You can add new words to the tokenizer with add_tokens:
tokenizer.add_tokens(['newWord', 'newWord2'])
After that you need to resize the dictionary size of the embedding layer with:
model.resize_token_embeddings(len(tokenizer))

cronoik on 1 Feb 2020

👍4 🎉1

All 5 comments

cronoik on 1 Feb 2020

👍4 🎉1

You can add new words to the tokenizer with add_tokens:
tokenizer.add_tokens(['newWord', 'newWord2'])
After that you need to resize the dictionary size of the embedding layer with:
model.resize_token_embeddings(len(tokenizer))

Note that this simply adds a new token to the vocabulary but doesn't train its embedding (obviously). This implies that your results will be quite poor if your training data contains a lot of newly added (untrained) tokens.

BramVanroy on 1 Feb 2020

👍1

@cronoik once the dictionary is resized don't I have to train the tokenizer model again?

@BramVanroy umm.. so what could be the probable solution if I am having a custom data set? How can I can retrain this BertTokenizer Model to get new vocab.txt file?

raj5287 on 4 Feb 2020

👀1

What do you mean with tokenizer model? The tokenizer in simple terms is a class which splits your text in tokens from a huge dictionary. What you have to train is the embedding layer of your model because the weights of the new tokens will be random. This will happen during the training of your model (but it could be undertrained for the new tokens).

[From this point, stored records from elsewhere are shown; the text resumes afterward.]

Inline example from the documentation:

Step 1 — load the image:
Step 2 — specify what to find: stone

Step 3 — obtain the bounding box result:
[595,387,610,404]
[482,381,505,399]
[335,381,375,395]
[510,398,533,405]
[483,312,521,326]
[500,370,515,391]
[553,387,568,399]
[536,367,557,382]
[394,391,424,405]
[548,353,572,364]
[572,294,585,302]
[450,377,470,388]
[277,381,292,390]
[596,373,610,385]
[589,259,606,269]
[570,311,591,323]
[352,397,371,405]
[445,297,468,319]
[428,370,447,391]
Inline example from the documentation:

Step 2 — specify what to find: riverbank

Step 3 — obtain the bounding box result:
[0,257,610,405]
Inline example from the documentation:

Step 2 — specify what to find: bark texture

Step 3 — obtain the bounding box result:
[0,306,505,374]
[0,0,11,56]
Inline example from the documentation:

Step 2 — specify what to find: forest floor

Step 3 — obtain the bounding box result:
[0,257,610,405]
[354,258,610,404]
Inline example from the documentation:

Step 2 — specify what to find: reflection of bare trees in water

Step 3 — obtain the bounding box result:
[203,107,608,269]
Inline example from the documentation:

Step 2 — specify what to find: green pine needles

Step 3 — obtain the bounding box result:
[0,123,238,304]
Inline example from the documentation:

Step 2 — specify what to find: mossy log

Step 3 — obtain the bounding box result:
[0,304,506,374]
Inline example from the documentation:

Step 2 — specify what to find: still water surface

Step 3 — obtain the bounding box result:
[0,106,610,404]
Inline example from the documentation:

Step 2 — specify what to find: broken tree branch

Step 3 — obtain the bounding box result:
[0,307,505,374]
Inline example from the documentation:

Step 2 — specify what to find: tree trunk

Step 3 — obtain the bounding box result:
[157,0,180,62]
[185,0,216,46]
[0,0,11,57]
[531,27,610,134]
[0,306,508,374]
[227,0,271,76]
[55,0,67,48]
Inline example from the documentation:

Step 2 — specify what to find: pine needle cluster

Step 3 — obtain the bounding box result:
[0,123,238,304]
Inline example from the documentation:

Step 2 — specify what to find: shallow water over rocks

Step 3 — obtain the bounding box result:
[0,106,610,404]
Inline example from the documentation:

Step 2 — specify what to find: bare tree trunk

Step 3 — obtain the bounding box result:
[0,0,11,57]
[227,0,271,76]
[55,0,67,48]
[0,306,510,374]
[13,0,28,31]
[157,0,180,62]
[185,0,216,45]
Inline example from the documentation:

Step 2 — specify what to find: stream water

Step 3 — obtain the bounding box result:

In case you have a plenty of new words (e.g. technical terms) or even a different language, it might makes sense to start from scratch (definitely for the later). Here is blogpost from huggingface which shows you how to train a tokenizer+model for Esperanto: link. It really depends on your data (e.g. number of new tokens, importance of new tokens, relation between the tokens...).

cronoik on 18 Feb 2020

🚀2

This issue has been automatically marked as stale because it has not had recent activity. It will be closed if no further activity occurs. Thank you for your contributions.